Le gisement de Diavik reposait sur plusieurs sources de kimberlite exploitées successivement en mine à ciel ouvert puis en souterrain. Au fil des années, il est devenu l’un des piliers de la production diamantifère canadienne.


Au-delà de sa production, le site s’est distingué par :

  • une collaboration étroite avec les communautés autochtones locales
  • un rôle économique structurant pour la région
  • des standards environnementaux élevés dès sa conception

Cette approche illustre l’évolution de l’industrie vers des modèles plus responsables et transparents.

 

La sortie progressive de Rio Tinto du diamant

 

La fermeture de Diavik marque une étape clé : il s’agissait du dernier actif diamantifère de Rio Tinto.

  • La célèbre mine d’Argyle (Australie) a fermé en 2020
  • Le groupe s’est retiré d’autres projets ces dernières années
  • Avec Diavik, Rio Tinto sort définitivement de la production de diamants

Les dernières pierres extraites continueront néanmoins à être commercialisées via le réseau international du groupe dans les mois et années à venir. 

 

Un impact direct sur l’offre mondiale

 

La fermeture de Diavik s’inscrit dans une tendance plus large :

La diminution progressive des grandes mines historiques

Moins de nouvelles découvertes, coûts d’exploitation élevés et contraintes environnementales renforcées contribuent à raréfier l’offre de diamants naturels.

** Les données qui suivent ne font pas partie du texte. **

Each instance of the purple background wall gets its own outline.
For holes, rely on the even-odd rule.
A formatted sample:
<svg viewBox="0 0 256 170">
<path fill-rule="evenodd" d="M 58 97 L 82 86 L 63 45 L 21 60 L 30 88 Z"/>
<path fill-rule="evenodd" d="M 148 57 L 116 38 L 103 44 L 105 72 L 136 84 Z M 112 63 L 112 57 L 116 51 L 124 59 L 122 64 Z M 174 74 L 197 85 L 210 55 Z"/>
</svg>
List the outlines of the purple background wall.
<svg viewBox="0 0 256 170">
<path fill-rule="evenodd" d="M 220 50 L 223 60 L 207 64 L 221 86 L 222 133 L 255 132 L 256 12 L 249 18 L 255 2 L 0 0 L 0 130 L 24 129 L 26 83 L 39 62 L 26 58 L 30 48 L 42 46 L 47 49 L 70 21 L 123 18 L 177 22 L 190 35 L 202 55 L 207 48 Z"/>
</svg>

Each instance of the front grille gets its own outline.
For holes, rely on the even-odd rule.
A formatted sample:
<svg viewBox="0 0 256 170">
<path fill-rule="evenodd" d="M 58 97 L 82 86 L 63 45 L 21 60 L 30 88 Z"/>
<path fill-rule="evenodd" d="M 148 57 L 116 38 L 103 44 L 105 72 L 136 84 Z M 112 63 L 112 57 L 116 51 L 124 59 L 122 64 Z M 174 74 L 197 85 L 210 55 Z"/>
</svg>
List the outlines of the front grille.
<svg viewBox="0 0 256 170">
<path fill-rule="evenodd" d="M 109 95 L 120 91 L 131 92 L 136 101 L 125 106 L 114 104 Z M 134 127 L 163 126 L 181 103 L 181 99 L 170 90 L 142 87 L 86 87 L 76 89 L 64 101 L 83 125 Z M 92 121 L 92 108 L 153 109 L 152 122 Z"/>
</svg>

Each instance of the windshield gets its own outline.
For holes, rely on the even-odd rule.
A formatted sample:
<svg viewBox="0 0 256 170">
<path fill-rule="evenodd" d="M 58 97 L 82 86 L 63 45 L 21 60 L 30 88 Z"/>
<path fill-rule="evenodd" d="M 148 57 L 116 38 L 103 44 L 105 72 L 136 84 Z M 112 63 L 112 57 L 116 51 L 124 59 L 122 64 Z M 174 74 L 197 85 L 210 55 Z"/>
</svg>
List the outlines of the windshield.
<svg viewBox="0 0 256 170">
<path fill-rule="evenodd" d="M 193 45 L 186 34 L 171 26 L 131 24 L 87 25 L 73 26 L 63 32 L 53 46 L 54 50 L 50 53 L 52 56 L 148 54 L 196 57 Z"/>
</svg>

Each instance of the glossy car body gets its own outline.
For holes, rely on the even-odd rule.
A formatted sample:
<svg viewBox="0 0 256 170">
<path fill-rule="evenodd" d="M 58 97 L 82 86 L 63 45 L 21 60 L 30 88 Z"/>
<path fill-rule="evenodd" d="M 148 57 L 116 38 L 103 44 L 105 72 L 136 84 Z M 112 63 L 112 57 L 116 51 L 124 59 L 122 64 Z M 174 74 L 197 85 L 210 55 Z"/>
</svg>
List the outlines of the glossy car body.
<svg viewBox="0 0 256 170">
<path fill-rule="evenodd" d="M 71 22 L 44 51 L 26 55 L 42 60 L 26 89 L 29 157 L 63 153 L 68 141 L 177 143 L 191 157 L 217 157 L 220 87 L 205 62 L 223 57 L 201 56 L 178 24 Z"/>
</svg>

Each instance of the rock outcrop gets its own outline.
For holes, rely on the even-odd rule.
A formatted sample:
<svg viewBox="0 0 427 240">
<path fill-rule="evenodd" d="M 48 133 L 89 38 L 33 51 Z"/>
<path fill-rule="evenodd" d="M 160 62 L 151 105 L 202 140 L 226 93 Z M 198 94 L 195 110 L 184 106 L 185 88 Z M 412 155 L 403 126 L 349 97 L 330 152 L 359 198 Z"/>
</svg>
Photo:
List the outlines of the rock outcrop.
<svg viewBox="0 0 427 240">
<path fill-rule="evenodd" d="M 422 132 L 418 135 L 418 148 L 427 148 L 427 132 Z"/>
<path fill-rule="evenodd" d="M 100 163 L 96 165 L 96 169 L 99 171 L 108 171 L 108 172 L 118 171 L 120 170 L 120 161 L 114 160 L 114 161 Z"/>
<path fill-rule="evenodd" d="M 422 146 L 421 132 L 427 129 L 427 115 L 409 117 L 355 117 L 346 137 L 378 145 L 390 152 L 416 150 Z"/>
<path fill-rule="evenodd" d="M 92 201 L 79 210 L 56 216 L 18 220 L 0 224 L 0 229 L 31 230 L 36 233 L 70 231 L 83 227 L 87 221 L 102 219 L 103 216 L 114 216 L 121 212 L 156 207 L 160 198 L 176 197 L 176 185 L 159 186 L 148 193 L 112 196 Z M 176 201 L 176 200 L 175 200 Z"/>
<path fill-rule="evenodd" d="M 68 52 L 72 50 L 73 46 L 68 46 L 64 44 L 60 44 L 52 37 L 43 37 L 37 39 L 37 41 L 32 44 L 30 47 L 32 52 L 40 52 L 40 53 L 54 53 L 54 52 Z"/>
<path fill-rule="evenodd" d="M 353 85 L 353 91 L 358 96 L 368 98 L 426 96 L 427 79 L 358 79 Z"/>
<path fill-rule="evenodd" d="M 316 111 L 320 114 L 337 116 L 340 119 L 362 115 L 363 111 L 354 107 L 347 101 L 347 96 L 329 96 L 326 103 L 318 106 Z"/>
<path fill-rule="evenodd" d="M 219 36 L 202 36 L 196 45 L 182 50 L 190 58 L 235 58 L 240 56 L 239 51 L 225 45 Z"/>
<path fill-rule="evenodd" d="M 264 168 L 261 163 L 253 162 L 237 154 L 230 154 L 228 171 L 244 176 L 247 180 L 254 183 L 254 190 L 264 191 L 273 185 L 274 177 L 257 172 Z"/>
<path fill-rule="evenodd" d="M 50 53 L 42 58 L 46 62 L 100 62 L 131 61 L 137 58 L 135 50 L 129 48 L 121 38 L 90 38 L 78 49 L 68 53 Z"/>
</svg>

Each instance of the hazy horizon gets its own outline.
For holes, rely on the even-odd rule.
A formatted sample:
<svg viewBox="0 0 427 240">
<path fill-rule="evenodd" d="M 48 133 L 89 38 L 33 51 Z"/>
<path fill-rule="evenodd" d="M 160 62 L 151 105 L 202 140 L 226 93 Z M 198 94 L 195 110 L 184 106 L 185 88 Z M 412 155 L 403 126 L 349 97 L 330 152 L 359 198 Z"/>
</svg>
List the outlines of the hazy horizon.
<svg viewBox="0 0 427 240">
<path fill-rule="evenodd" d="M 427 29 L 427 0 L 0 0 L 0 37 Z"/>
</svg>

À long terme, cette dynamique pourrait :

  • soutenir la valeur des diamants naturels
  • accentuer leur positionnement en tant qu’actif rare
  • renforcer la distinction avec les diamants synthétiques

 

Une phase de réhabilitation sur plusieurs années

 

Si l’extraction est terminée, la vie du site ne s’arrête pas immédiatement.

Les opérations de fermeture et de réhabilitation environnementale devraient se poursuivre jusqu’en 2029, avec un suivi à long terme des écosystèmes et des infrastructures. 

 

Ce que cela signifie pour le marché

 

La fin de Diavik symbolise un tournant structurel :

  • moins de grandes sources de production
  • une offre naturelle plus contrainte
  • une industrie en mutation

 

Dans ce contexte, la traçabilité, la rareté et la qualité deviennent plus que jamais des critères centraux pour les acheteurs comme pour les investisseurs.